Door Maria van Rooijen – Social Work is de internationale term voor het werk dat door sociaal-agogische professionals – maatschappelijk werkers, opbouwwerkers, jongerenwerkers – in het brede veld van zorg en welzijn wordt uitgevoerd. Dat veld ziet zich de laatste jaren geconfronteerd met allerlei maatschappelijke ontwikkelingen als complexere gezinsproblematiek, vermaatschappelijking, wijkontwikkeling, integratie, vraaggestuurd werken en opdrachtgevers aan wie, veel meer dan vroeger, verantwoording moet worden afgelegd over resultaten.

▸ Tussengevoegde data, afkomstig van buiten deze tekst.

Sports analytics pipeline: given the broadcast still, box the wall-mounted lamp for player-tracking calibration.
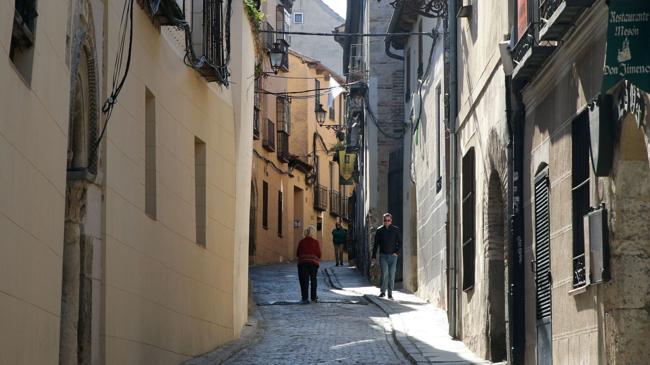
[456,2,472,18]
[269,42,284,74]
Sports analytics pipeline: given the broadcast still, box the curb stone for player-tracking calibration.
[182,309,265,365]
[324,268,421,364]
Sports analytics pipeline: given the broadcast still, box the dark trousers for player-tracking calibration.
[334,243,345,265]
[298,263,318,300]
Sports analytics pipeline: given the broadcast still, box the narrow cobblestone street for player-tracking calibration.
[226,264,409,364]
[190,262,489,365]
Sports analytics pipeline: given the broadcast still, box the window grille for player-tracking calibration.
[462,148,476,291]
[535,168,551,320]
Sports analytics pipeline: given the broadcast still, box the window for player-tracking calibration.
[186,0,230,84]
[314,80,321,109]
[278,190,283,237]
[436,84,443,192]
[9,0,38,85]
[262,181,269,229]
[144,88,156,219]
[418,20,424,80]
[262,119,275,151]
[194,137,206,247]
[571,113,589,288]
[275,95,291,134]
[253,78,262,139]
[275,5,291,45]
[462,148,476,291]
[404,49,411,102]
[535,167,551,320]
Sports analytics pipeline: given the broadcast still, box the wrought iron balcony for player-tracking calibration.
[511,23,556,82]
[539,0,594,41]
[573,254,587,288]
[330,190,341,217]
[259,21,275,50]
[277,130,291,162]
[262,119,275,151]
[137,0,185,26]
[314,185,327,211]
[11,0,38,49]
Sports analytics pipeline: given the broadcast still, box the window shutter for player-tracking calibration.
[535,170,551,320]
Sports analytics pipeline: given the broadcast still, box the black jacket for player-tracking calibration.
[372,224,402,258]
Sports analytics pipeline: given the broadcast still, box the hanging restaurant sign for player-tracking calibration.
[336,150,357,185]
[602,0,650,92]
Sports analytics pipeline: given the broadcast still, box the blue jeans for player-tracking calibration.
[379,253,397,295]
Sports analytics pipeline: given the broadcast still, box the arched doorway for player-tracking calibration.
[485,171,508,362]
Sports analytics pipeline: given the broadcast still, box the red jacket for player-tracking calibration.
[296,237,321,265]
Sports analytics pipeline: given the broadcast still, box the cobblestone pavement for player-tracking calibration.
[225,263,410,365]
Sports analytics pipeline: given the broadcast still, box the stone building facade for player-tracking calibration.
[284,0,345,75]
[250,50,354,264]
[513,0,650,364]
[0,0,254,364]
[388,4,448,309]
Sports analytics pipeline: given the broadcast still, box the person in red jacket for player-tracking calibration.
[296,226,321,304]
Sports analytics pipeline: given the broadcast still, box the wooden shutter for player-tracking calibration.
[535,169,551,320]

Om daarop in te spelen zijn beroepskrachten nodig die op basis van hun praktijkervaring en aanvullende competenties die ze in de master ontwikkelen, nieuwe hulpvragen en praktijkproblemen kunnen signaleren en oplossen. Of, zoals Mariël van Pelt, opleidingscoördinator van de master Social Work van de HAN, het stelt: ‘Professionals die niet alleen oog hebben voor de eigen caseload, maar daar bovenuit kunnen stijgen. Ze kunnen de gesignaleerde problemen in de praktijk onderzoeken. Ze kunnen verbeteringen, bijvoorbeeld in de vorm van nieuwe methodieken, ontwerpen en invoeren. Ze kunnen hun collega’s daarbij begeleiden. Zo zijn ze in staat te werken aan voortdurende verbetering van de beroepspraktijk.’
Praktijkverbetering
De master is ontwikkeld door de Hogeschool van Amsterdam en de HAN. De opleiding bestaat uit drie programma’s: praktijkonderzoek, theorie van het sociaal werk en professionele leerbegeleiding. Bij de HAN staat het praktijkverbeteringsproject centraal. Van Pelt: ‘Waar universitaire masters gericht zijn op theorievorming, is deze master gericht op en verbonden met de beroepspraktijk. Studenten brengen vanuit hun eigen werk een praktijkvraag of -probleem in, dat ze tijdens de opleiding gaan oplossen.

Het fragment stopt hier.